Regarding the possibility that Teleglobe and Telecom Canada may elect to retain the existing settlement method for Canadian-billed traffic, the Commission notes that, while the proposed change in settlement arrangements for Canadian-billed traffic would complement the OCP provisions, Teleglobe indicated that the remittance arrangement was not a precondition to Teleglobe's agreement to the proposed OCP provisions.
III ANTICIPATED ACCESS TARIFFS
In final argument, Teleglobe requested that the Commission indicate its support for the concept of Teleglobe making gateway access tariffs available to domestic service providers for outbound traffic, coincident with domestic service providers making similar tariffs available to Teleglobe for inbound traffic.
CTA submitted that the Commission should give full approval to the concept of the gateway access tariff for outbound traffic and urge Teleglobe to proceed with an application at the earliest date.
Bell stated that no substantive discussions have yet been held between Telecom Canada and Teleglobe pertaining to the establishment of an inbound termination tariff. Bell's view was that this matter should be addressed following negotiations that result in a specific proposal.
The Commission considers the establishment of a gateway access tariff for outbound traffic to be generally appropriate. Such a tariff would enable the Commission to implement a specific Teleglobe revenue requirement, ensuring that it maintains the authority to regulate Teleglobe in a manner consistent with its obligation to ensure that rates are just and reasonable. In addition, such a tariff would provide the domestic service providers with greater flexibility in designing and packaging services for their customers and, by eliminating the requirement for negotiations with respect to outbound settlement rates, reduce the potential for protracted negotiations or settlement disputes.
The Commission notes that, in Exhibit TCI 91-800 and in its responses to the Commission's interrogatories of 21 June 1991, Teleglobe indicated that there is an agreement in principle between itself and Telecom Canada to reduce, over the next 3 to 5 years, the domestic settlements paid to Telecom Canada to a level that will reflect the prevailing Canada-Canada MTS rate schedule at that time. Teleglobe also indicated that, conceivably, the inbound settlement rates could be included in the tariffs of the federally regulated telephone companies and adjusted on a yearly basis to reflect prospectively the most recent inbound traffic patterns and prevailing Canada-Canada MTS rates.

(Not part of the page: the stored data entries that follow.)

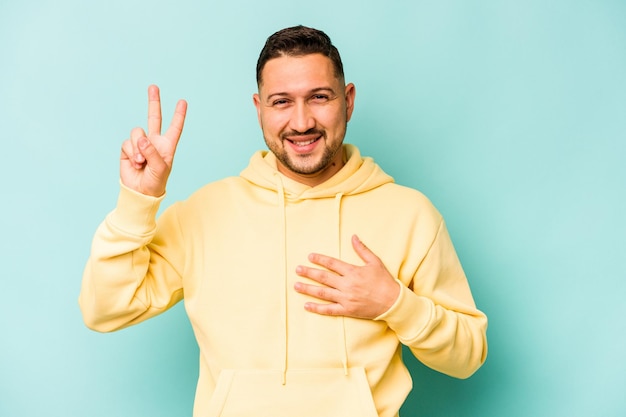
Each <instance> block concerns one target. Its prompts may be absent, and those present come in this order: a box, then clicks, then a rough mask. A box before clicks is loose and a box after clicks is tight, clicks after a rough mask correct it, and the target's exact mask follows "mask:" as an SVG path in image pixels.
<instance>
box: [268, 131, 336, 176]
mask: <svg viewBox="0 0 626 417" xmlns="http://www.w3.org/2000/svg"><path fill="white" fill-rule="evenodd" d="M312 134H314V135H318V136H320V138H319V139H318V141H322V143H321V145H323V147H324V149H323V153H322V155H321V156H316V155H311V154H305V155H291V154H289V153H288V152H287V151H286V149H285V145H284V143H285V141H287V140H288V139H287V138H288V137H290V138H294V139H295V138H297V137H298V136H302V135H312ZM265 143H266V145H267V147H268V148H269V150H270V151H272V153H273V154H274V155H275V156H276V159H278V161H279V162H280V163H281V164H282V165H283V166H285V167H286V168H287V169H288V170H290V171H291V172H294V173H296V174H298V175H314V174H317V173H319V172H322V171H324V170H325V169H326V168H328V167H329V166H330V165H331V164H332V162H333V160H334V159H335V157H336V156H337V152H341V149H342V143H343V141H342V140H341V141H337V142H336V143H334V144H331V145H330V146H329V145H328V142H327V141H326V132H325V131H323V130H317V129H311V130H308V131H306V132H304V133H303V134H302V133H297V132H287V133H283V134H281V135H280V141H271V140H268V139H267V137H265ZM319 145H320V144H318V146H319Z"/></svg>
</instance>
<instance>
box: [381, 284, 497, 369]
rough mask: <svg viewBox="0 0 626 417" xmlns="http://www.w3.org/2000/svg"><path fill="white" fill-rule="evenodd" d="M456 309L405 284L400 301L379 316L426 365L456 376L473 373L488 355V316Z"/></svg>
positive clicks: (416, 355)
mask: <svg viewBox="0 0 626 417" xmlns="http://www.w3.org/2000/svg"><path fill="white" fill-rule="evenodd" d="M463 310H464V311H455V310H452V309H449V308H445V307H443V306H441V305H437V304H435V303H434V302H433V301H432V300H430V299H429V298H427V297H423V296H419V295H417V294H415V293H414V292H413V291H411V290H410V289H408V288H407V287H405V286H404V285H402V287H401V291H400V296H399V297H398V300H397V301H396V303H395V304H394V305H393V306H392V307H391V309H389V310H388V311H387V312H386V313H384V314H383V315H381V316H380V317H378V318H377V319H378V320H385V321H386V322H387V325H388V326H389V327H390V328H391V329H392V330H393V331H394V332H395V333H396V334H397V336H398V339H399V340H400V342H402V343H403V344H404V345H406V346H408V347H409V349H410V350H411V351H412V352H413V354H414V355H415V357H416V358H417V359H419V360H420V361H421V362H422V363H423V364H425V365H426V366H428V367H430V368H432V369H435V370H437V371H439V372H442V373H445V374H447V375H450V376H453V377H456V378H467V377H469V376H471V375H472V374H473V373H474V372H475V371H476V370H477V369H478V368H479V367H480V366H481V365H482V364H483V363H484V361H485V359H486V356H487V339H486V330H487V317H486V316H485V315H484V314H483V313H482V312H480V311H479V310H476V309H472V308H467V309H463Z"/></svg>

Teleglobe's desire for an indication of the Commission's views on the appropriateness of the coincident establishment of inbound tariffs was not made known until well into the proceeding. As a result, parties may not have had adequate notice of the issue. The Commission is of the view that the potential implications of adopting an inbound termination tariff received a less than adequate consideration during this proceeding.
The Commission notes that an inbound termination tariff, like a gateway access tariff for outbound traffic, may eliminate the need for negotiations with respect to the applicable settlement rates, thus reducing the potential for protracted negotiations or settlement disputes. However, given the timing of Teleglobe's request, the Commission is of the view that further examination of the question of establishing an inbound termination tariff would be required before the Commission would be prepared to make any determination as to its general appropriateness.